Chiediamo al Parlamento e al Governo italiano:
1. di guardare alla situazione in Iraq, in Afghanistan e negli altri luoghi di conflitto con realismo e senso di responsabilità. Non chiediamo un “disimpegno” dell’Italia ma un diverso e maggiore impegno per la risoluzione dei gravissimi conflitti aperti;
2. di passare dall’impegno militare ad un impegno politico e civile a fianco delle popolazioni vittime delle guerre, dell’oppressione e della miseria;
3. di agire per rendere finalmente operativo il sistema di sicurezza collettiva previsto dal Cap. VII della Carta delle Nazioni Unite. In particolare di stipulare gli accordi con il Consiglio di sicurezza delle NU previsti dall’art. 43, al fine di mettere a disposizione dello stesso Consiglio le forze armate, l’assistenza e le facilitazioni necessarie per il mantenimento della pace e della sicurezza internazionali e di rendere ad esso possibile di decidere in proprio, e non più soltanto di delegare, l’esercizio delle funzioni previste dall’art. 42.

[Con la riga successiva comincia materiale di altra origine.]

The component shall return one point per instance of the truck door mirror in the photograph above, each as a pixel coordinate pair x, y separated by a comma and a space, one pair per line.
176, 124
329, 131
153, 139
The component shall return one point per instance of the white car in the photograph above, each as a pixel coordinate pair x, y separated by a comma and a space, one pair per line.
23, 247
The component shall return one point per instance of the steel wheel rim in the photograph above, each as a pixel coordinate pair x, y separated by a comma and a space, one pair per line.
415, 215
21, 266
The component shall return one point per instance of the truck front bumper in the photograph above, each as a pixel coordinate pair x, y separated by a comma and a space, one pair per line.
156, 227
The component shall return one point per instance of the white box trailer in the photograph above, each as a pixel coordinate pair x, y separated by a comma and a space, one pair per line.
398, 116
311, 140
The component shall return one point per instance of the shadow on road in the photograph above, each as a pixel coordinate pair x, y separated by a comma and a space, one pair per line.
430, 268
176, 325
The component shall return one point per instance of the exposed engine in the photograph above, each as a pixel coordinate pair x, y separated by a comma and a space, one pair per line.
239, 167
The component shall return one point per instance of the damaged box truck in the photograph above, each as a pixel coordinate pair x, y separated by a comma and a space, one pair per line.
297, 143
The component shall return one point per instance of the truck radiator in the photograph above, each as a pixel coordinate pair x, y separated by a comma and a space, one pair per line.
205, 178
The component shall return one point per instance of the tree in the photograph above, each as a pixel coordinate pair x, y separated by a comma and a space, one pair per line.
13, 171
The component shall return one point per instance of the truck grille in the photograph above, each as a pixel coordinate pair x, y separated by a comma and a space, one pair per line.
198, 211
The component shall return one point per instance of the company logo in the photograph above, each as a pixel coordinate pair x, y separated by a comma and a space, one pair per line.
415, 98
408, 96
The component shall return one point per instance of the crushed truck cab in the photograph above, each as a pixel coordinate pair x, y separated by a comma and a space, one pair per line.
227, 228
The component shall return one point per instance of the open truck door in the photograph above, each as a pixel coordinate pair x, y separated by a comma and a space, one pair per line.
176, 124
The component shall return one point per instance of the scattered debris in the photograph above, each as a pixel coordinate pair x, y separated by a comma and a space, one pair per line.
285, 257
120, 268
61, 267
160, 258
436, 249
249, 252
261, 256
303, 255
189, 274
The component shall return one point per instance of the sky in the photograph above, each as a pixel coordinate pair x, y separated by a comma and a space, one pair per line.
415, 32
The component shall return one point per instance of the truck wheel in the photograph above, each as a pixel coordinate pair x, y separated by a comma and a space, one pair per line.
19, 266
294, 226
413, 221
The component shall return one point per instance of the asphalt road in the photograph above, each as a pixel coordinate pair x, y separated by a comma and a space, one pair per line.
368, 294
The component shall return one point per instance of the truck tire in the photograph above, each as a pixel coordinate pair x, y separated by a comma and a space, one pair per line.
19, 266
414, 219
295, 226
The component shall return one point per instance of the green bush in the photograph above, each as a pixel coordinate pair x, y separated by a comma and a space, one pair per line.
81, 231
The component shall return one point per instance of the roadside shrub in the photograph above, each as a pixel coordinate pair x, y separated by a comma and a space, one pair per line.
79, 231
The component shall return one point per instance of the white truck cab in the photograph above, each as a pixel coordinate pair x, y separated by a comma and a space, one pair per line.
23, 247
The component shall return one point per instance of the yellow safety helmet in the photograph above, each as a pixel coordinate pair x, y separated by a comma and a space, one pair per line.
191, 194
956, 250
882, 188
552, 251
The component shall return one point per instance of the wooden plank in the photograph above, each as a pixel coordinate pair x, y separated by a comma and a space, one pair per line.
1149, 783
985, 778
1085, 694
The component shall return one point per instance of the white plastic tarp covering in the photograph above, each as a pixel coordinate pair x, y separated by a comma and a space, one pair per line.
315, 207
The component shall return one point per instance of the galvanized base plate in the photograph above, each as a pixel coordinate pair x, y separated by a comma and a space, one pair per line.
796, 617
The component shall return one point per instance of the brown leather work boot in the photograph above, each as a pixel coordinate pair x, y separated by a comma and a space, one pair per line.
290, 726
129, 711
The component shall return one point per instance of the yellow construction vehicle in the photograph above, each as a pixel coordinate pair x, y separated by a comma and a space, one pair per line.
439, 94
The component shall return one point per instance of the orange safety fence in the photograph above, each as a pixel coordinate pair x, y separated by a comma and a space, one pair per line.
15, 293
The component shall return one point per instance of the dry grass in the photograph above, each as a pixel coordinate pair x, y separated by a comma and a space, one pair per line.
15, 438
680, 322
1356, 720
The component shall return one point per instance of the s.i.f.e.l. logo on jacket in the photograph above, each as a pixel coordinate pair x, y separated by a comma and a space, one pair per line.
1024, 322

Tale accordi possono essere conclusi anche da “gruppi di membri” delle Nazioni Unite. In questo caso il governo italiano dovrebbe agire anche in seno all’Unione Europea affinché gli stati membri che hanno dato vita ai cosiddetti EU Battlegroups (unità militari integrate di pronto intervento, stand-by) stipulino gli accordi previsti dall’art. 43.
L’art. 44 della Carta delle NU stabilisce che lo stato membro che ha messo a disposizione le forze armate ai sensi dell’art. 43 partecipi alla riunioni del Consiglio di sicurezza quando quest’ultimo debba decidere il loro impiego.
Occorre che il governo italiano denunci la disposizione transitoria dell’art. 106 della Carta delle Nazioni Unite, che riserva agli stati vincitori della seconda guerra mondiale il privilegio di operare al di là e al di sopra della Carta delle NU fino a quando non sarà messo in attuazione l’art. 43.
Al nuovo governo italiano si chiede una coraggiosa iniziativa che segni la discontinuità, nel nome della legalità e del multilateralismo, rispetto all’ambiguo, avventuristico e illegale modo di agire del precedente governo.
In questo contesto, il Parlamento e il Governo italiano devono farsi promotori del definitivo chiarimento circa la distinzione tra operazioni militari di guerra –vietate dal vigente diritto internazionale– e autentiche operazioni di polizia internazionale (militare e civile).
La forte iniziativa del governo italiano deve essere inquadrata in una più ampia e organica strategia intesa a valorizzare la centralità delle Nazioni Unite nel sistema delle relazioni internazionali e, allo stesso tempo, a promuoverne senza indugio la democratizzazione in termini di democrazia rappresentativa e democrazia partecipativa sulla base delle proposte elaborate a partire dal 1995 dall’Assemblea dell’Onu dei Popoli.
In questo stesso contesto, il governo italiano d’intesa con altri paesi europei “like minded”, deve operare perché l’intera Unione Europea si faccia sostenitrice, non soltanto nei documenti, ma anche e soprattutto nelle decisioni politiche, della messa in opera di un efficace sistema di sicurezza umana collettiva, i cui obiettivi siano quelli della prevenzione dei conflitti, della loro risoluzione pacifica e dell’esercizio della solidarietà internazionale per una economia di giustizia e per l’equa gestione dei beni comuni globali.